Участие в подобных дискуссиях в Лондоне воспринималось в Германии как определенное достижение в международных делах. Гитлер и Геринг больше не могли поступать по своему усмотрению, не проводя консультаций с министерством иностранных дел, которое теперь оказалось способным некоторым образом воздействовать на формирование внешнеполитического курса.
Вот что я записал зимой 1936/37 года, обозначив случившееся как генеральную линию, которой нам подобало следовать в области внешней политики: «Целью Германии, равно как и Италии, в первую очередь является отрицание. Мы не хотим советизации Испании. Являясь великой средиземноморской державой, Италия ощущает это даже сильнее, чем мы, поскольку не может не задумываться об увеличении своей территории. Этот факт, вместе с хорошо известной готовностью Италии покидать своих друзей в решительную минуту (намек на 1915 год, когда Италия, выждав, ударила в спину своим бывшим союзникам по Тройственному союзу – Австро-Венгрии и Германии. – Ред.), возлагает на нас обязанность разрешить Италии играть ведущую роль в испанском кризисе, принимая на себя все возможные риски. Риск, связанный с участием в данном мероприятии, оправдывается его великой целью и тем, что вскоре оно может быть поддержано великими державами, которые понимают, что решить проблему можно только военными средствами».
Как и все частные записки времен Гитлера, данная записка была зашифрована таким образом, чтобы не принести вреда в случае, если она попадет не в те руки. Слово «мы» в подобных посланиях часто означало «лично Гитлер».
Мы получили инструкции направиться в лондонский комитет, необходимый для нас, чтобы вести непрерывные консультации с итальянцами. Так и случилось, что я стал почти ежедневно встречаться с итальянским послом Бернардо Аттолико, заручившись его необычайно надежной поддержкой вплоть до начавшейся в 1939 году Второй мировой войны. Бернардо Аттолико оказался одним из немногих, кто проявил стойкость характера, выступая против войны.

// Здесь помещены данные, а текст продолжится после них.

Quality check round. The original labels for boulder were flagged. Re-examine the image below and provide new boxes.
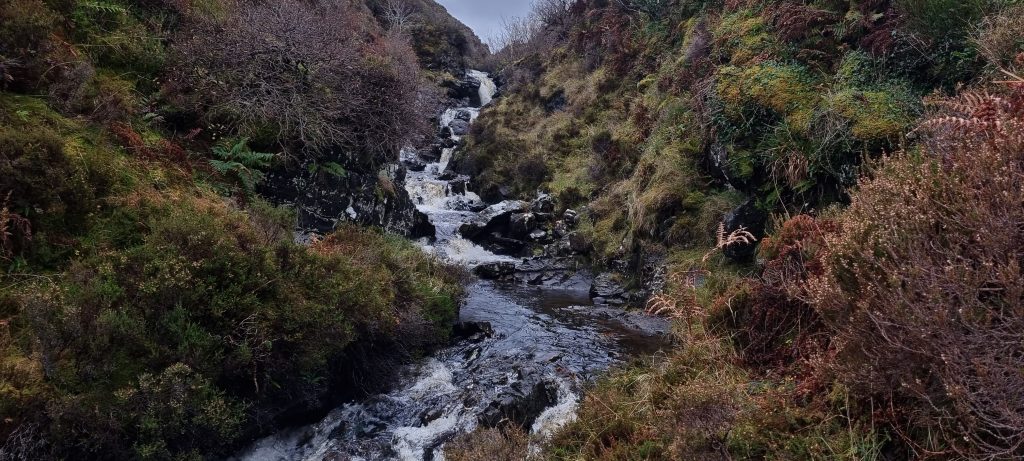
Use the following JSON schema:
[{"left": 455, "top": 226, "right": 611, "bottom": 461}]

Посол происходил из Бари, говорили, что из бедной семьи, и поступил на службу в министерство иностранных дел, заняв пост в секретариате Лиги Наций. Берлин оказался его третьим местом службы в качестве главы миссии. Внешне Аттолико напоминал скорее ученого, вовсе не стремясь соответствовать образу представителя огромной страны. Слегка сутулый, среднего роста, он внимательно смотрел на вас сквозь толстые линзы очков, как будто испытывая трудности в выражении своих чувств. Но за очками скрывались интеллигентные глаза, блиставшие юмором и быстротой мышления. Очевидно, что Аттолико испытывал неприязнь к светскому образу жизни. Как и мой датский приятель Митиус, Аттолико говорил, что дипломатический корпус является «земными отбросами». Явно недостаточное знание нашего языка затрудняло ему общение с германскими кругами.